Haisnes-Lez-la Bassée

Superficie : 4 750 m²

Équipe : Hélène Assémat, Rémi Blondeau, Gaëlle André, Julie Delas, Antoine Delauney, Benoit Lagache, Samuel Renard, Élodie Lecher, Marie-José Ancel, Hélène Barrant.
Le site de « la Porte des Flandres » a permis de confirmer la continuité d'une occupation de la protohistoire à la période gallo-romaine. Il a en effet livré les vestiges d'une occupation rurale de petite envergure.
Elle est caractérisée par l'implantation d'un réseau fossoyé dès la fin de la période hallstattienne. Une activité agro-pastorale se développe ensuite et évolue tout au long de La Tène. Au 1er siècle de notre ère, bien qu'une grande partie du réseau fossoyé perdure, l'activité mue de manière progressive pour laisser place au IIe siècle à une activité cultuelle, suivie d'un abandon définitif et rapide du site jusqu'à la période contemporaine.
Les premiers signes d'anthropisation résultent de la volonté de l'homme de maîtriser et viabiliser son environnement. Ils apparaissent à la période de transition entre l'Hallstatt récent et La Tène ancienne. Il s'agit de larges fossés drainants et de grandes mares ou collecteurs. Toutes ces structures servent à compenser la nature marécageuse des lieux.
Le réseau fossoyé installé permet de délimiter des espaces de vie dans lesquels viennent s'implanter de petits bâtiments à usage agricole.
Nous assistons au premier siècle de notre ère à une évolution du site qui passe d'une zone d'activité rurale dédiée au stockage à une zone de prairies humides. Cette hypothèse est confirmée par les études malacologiques. Cependant le réseau fossoyé reste encore en activité et de nombreux fossés continuent à être créés jusqu'au début du second siècle.

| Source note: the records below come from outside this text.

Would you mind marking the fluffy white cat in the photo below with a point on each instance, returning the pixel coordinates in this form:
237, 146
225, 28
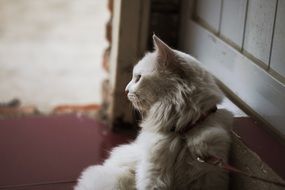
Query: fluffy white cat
177, 99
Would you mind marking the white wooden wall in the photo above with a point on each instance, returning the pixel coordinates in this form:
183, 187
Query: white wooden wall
242, 42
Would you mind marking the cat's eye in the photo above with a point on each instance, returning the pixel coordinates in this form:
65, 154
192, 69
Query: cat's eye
138, 77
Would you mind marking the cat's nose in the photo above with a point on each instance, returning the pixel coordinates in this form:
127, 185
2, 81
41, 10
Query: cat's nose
126, 91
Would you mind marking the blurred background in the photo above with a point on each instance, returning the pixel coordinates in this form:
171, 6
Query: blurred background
51, 51
64, 66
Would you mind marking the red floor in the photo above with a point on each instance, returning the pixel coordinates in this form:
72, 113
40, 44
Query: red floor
42, 150
36, 152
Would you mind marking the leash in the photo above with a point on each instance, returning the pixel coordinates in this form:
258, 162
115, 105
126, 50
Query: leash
219, 162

Parallèlement le nord-ouest de l'emprise voit l'implantation d'un petit espace cultuel « familial », regroupé sur 80 à 100 m². Il s'agit d'un ensemble de crémations en pleine terre, dépourvues de toute dotation et de tout aménagement, à l'exception d'une sépulture avec dépôt en urne et une dotation céramique. Cependant leur état d'arasement et les résultats carpologiques n'excluent pas d'éventuels pillages.
Dans un dernier temps le comblement rapide des structures nous oriente vers un abandon rapide du site. Il peut résulter d'une période plus humide qui pousse l'homme à se déplacer vers des zones moins marécageuses.